Registre-se que o Sistema Nacional do Desporto integra um maior, denominado Sistema Brasileiro do Desporto, que tem por objetivo garantir a prática desportiva regular e melhorar-lhe o padrão de qualidade (LGSD, art. 4º, § 1º), tendo a seguinte composição:
“LGSD, art. 4º O Sistema Brasileiro do Desporto compreende:
I - o Ministério do Esporte;
II - revogado;
III - o Conselho Nacional do Esporte - CNE;
IV - o sistema nacional do desporto e os sistemas de desporto dos Estados, do Distrito Federal e dos Municípios, organizados de forma autônoma e em regime de colaboração, integrados por vínculos de natureza técnica específicos de cada modalidade desportiva.

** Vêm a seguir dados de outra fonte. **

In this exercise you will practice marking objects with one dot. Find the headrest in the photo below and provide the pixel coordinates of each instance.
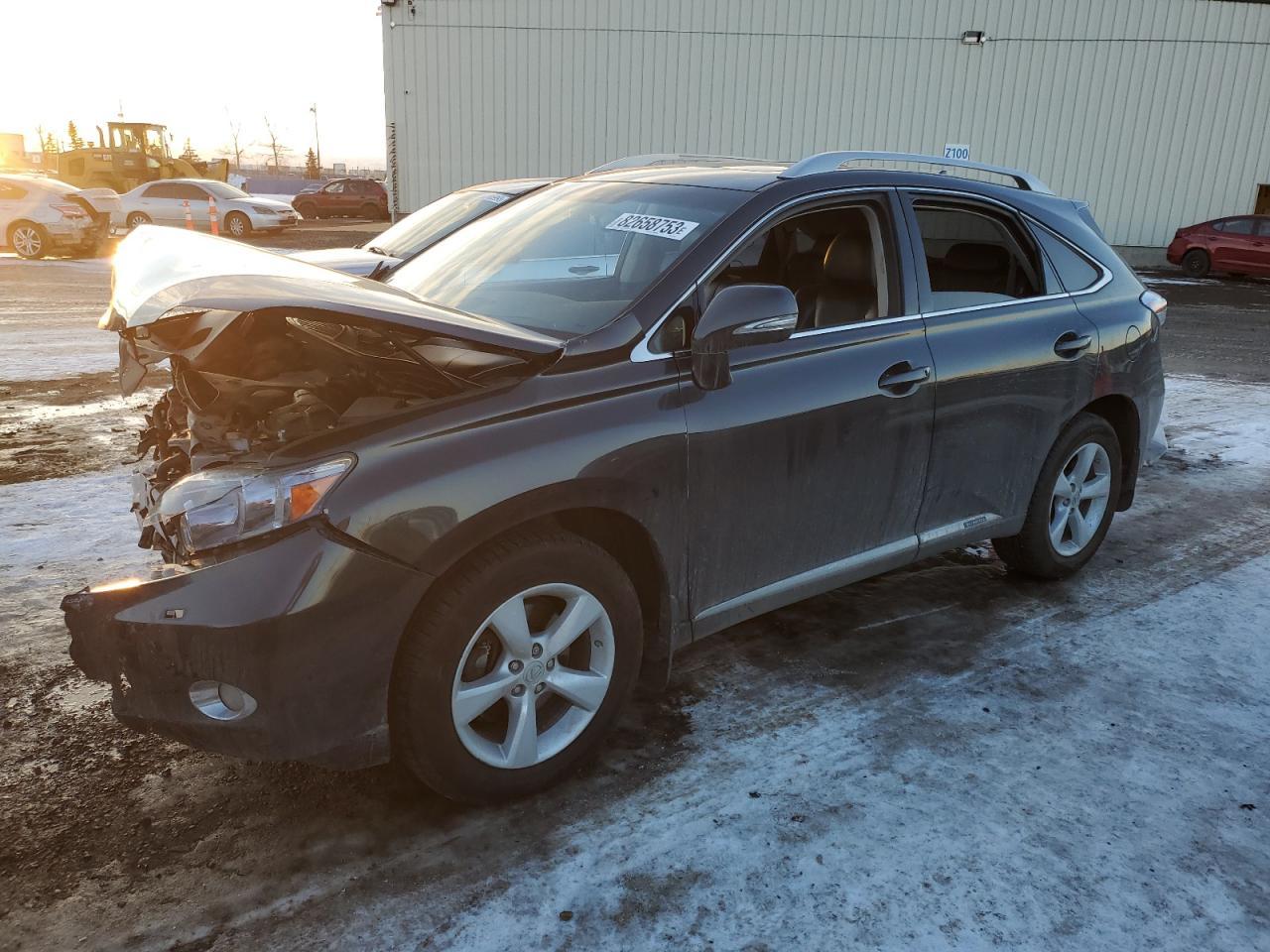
(848, 258)
(976, 257)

§ 1º O Sistema Brasileiro do Desporto tem por objetivo garantir a prática desportiva regular e melhorar-lhe o padrão de qualidade. § 2º A organização desportiva do País, fundada na liberdade de associação, integra o patrimônio cultural brasileiro e é considerada de elevado interesse social, inclusive para os fins do disposto nos incisos I e III do art. 5º da Lei Complementar nº 75, de 20 de maio de 1993. § 3º Poderão ser incluídas no Sistema Brasileiro de Desporto as pessoas jurídicas que desenvolvam práticas não-formais, promovam a cultura e as ciências do desporto e formem e aprimorem especialistas.”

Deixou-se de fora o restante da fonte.